Fortunately, this initial negative aspects have been transformed in strengths. Indeed for each e-meeting organized the rate of participation and interaction has increased. to this end, the e-meetings have been recorder, therefore the participants with connection issue have had the possibility to listen to them. While to overcome the lack of face to face contact various one to one meetings have been organized.

Recommendations(if the practice is to be replicated)
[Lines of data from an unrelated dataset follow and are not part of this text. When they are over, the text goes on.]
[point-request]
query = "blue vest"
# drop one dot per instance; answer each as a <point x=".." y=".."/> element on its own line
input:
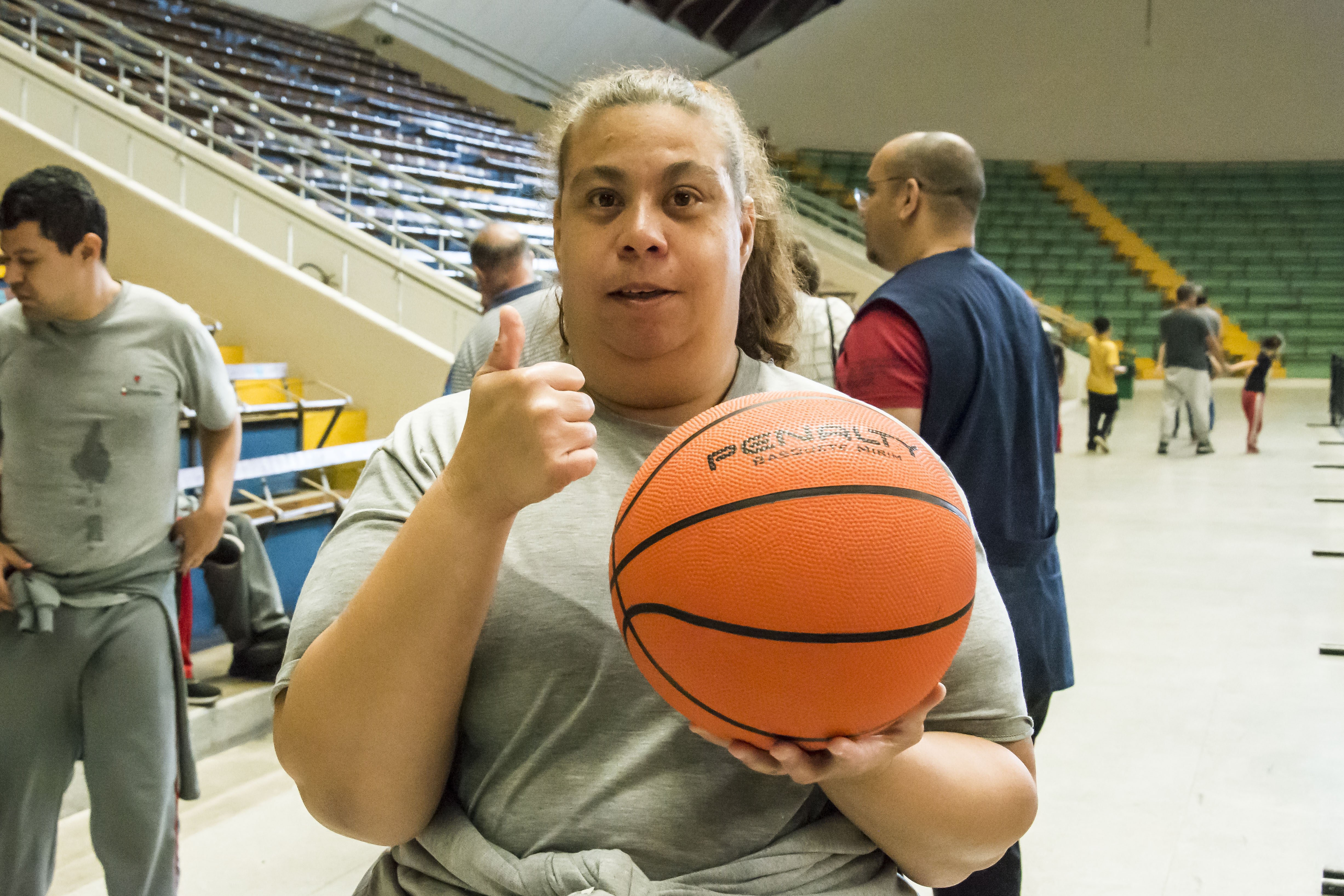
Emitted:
<point x="991" y="413"/>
The advices to implement an NRSN are basic yet fundamental ones:
1) Checking whether a similar network already exists, and if yes and if possible create synergies
2) Identify that the most relevant stakeholders in the country
3) Make sure that all relevant stakeholders are involved since the beginning
4) Make sure that all the remittance stakeholders across sectors, are invited to join, from both the remittance sending and receiving sides, including: Government, government agency, Government-owned corporation or state-owned enterprise, Multi- bi-lateral organization, NGO/non-profit, Private Sector, University, educational or research institute
5) Make sure all stakeholders receive equal treatment


The NRSNs most explicit innovations and strengths are:
1) Their multi-stakeholder nature, hence the possibility for people who usually do not talk to each other, to meet and exchange ideas, opinions, practices and to advocate towards common goals.
2) The fact that the Networks have been entirely created and developed virtually given the pandemic
3) Their long term sustainability due to their double use of the
a)Linked-In closed groups that allows all NRSNs members to interact freely and the
b) official website where the reporting of each network takes place and in which a repository of all relevant remittance country (and not only) related documents are stored.

Date submitted:

02 February 2022

Disclaimer: The content of this practice reflects the views of the implementers and does not necessarily reflect the views of the United Nations, the United Nations Network on Migration, and its members.



*References to Kosovo shall be understood to be in the context of United Nations Security Council resolution 1244 (1999).